While this seems like a good way to help students master lower-level mathematics skills, it resulted in this student’s dilemma. Because he didn’t understand why he was applying each step to solve his problem, novel problems (or familiar problems that omitted the key phrases he’d learned) stumped him. In subjects like calculus, where problems are harder to classify into types that can be solved through a set procedure, his approach left him high-and-dry.

Now, this student intended to go into a job that required math. If he did (he was only in first year, and minds change in undergrad), I’m sure he’s doing well at it. It wouldn’t have required him to assess novel problems and come up with unique solutions.

But it worries me that, despite his ability — and despite the abilities of people taught like him — he doesn’t understand why he’s doing what he does.

So what? you might ask. If he prescribes the right dosage/builds a solid bridge/programs the correct algorithm, who cares if he has mathematician-like concepts of what he’s doing?

That’s just the thing. Learning mathematics by rote — procedurally — is good only so long as the problems stay the same and nobody makes an error. It terrifies me that some of the best math students graduating from the high-school system can’t spot or understand their own mistakes and have trouble adjusting to new problems.

Heck, I’m kind of the same way. I’m very good at applying what I already know to solve diverse problems, especially when I know roughly what argument is expected: word problems and exam questions hold no terror for me.

But show me an unsolved question or an open-ended puzzle, and unless I can attack it one of my usual ways — unless I can make it fit a familiar pattern — I get bored and frustrated.

My selection of patterns isn’t as narrow as that of students who don’t understand the underlying concepts. All the same, it keeps me from exploring further, tackling key issues, creating new solutions.

Not everyone wants or needs to create new mathematics. But even if we lived in a society where nobody became engineers, doctors, programmers, or scientists, we’d still need people who can tell the difference between an error in approach and arithmetic — who can do their own taxes, split their own bills, and estimate their own retirement funds even when the problems aren’t phrased a certain way or the parameters change.

So even though the above homework example may not be the best way to teach the concept of number (what do I know?) — even though the system may not be able to overcome the problem of teachers and parents who learned math the “old” way and may not grasp the new system — I can’t fault what it’s trying to do. Nor do I think the parent’s complaint is a strong argument against its methods.

2 Replies to “On a Common Criticism of Common Core, By Someone Who Knows Nothing About It”

  1. I agree with you about that example, looking at the question its pretty clear to me what the right answer should be and I can see some pedagogical logic to it in terms of explaining subtraction in a positional number system.

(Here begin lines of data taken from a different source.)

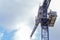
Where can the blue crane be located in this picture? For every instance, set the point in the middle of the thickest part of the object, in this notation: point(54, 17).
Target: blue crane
point(46, 19)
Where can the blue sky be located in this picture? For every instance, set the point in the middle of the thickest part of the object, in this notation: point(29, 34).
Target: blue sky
point(17, 19)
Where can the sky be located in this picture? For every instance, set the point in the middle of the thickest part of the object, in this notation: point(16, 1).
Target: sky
point(17, 18)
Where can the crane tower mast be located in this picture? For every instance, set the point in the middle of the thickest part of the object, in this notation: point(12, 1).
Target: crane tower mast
point(46, 22)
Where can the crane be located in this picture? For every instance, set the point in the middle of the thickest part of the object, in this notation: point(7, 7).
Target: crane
point(46, 19)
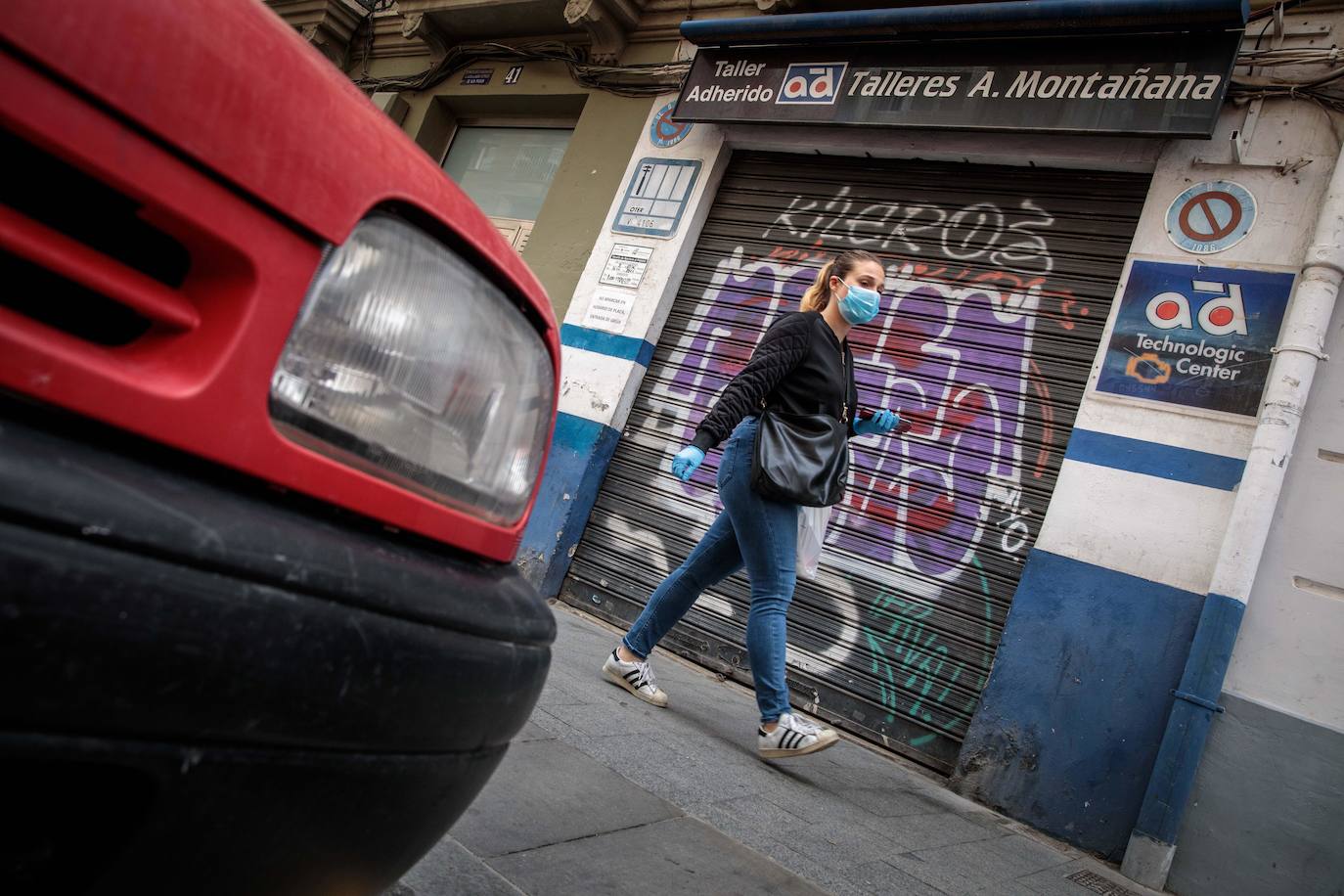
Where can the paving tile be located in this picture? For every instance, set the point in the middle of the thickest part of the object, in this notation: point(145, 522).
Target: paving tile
point(970, 868)
point(532, 731)
point(599, 719)
point(682, 856)
point(1053, 881)
point(449, 868)
point(882, 878)
point(909, 833)
point(839, 844)
point(887, 802)
point(546, 791)
point(761, 813)
point(553, 724)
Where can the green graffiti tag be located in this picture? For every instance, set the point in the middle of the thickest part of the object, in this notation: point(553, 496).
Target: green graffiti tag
point(909, 658)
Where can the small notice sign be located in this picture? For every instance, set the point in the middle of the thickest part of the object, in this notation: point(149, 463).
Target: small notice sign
point(656, 197)
point(625, 265)
point(1196, 335)
point(609, 309)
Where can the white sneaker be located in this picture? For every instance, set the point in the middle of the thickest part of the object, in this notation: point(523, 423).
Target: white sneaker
point(636, 677)
point(793, 737)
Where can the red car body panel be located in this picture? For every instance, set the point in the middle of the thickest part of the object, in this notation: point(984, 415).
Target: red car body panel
point(254, 146)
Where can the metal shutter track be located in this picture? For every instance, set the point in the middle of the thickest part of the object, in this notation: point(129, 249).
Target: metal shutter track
point(897, 634)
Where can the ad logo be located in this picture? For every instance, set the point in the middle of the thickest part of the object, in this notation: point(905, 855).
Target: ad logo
point(1221, 316)
point(812, 82)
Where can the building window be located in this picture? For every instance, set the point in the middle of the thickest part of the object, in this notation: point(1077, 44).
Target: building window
point(507, 172)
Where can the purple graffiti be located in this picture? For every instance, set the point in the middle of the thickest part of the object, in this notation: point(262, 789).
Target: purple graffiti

    I did a bachelor’s in physics, and I agree that understanding what mathematics is the more important skill. I think its also the skill that teachers often fail to impart though which is a problem.

    The only defense I can make of the reactionary position is that rote practice of skills helps with certain mechanical aspects of mathematics and this can be under done.

    I would say that I see a connection between the mechanical and the conceptual, in order to feel as if I understand an operation or procedure I like to remember an exemplar of that thing including the mechanical working out of it, and working through mechanical examples can sometimes help find the conceptual underpinning of a procedure.

    1. Thanks for the thoughtful response, Allan. I see what you mean re: needing to include some mechanical practice. Certainly that was part of the way I was taught arithmetic, and imho, it does help users of mathematics arrive at answers faster (one can’t work from first principles all the time — sometimes you just memorize your multiplication tables/standard derivatives :P). I used to learn math best by doing, too — I’d try a problem myself instead o listening to lecture or reading the textbook. From what you wrote, we seem to agree that there’s room — or that room should be made — for both approaches.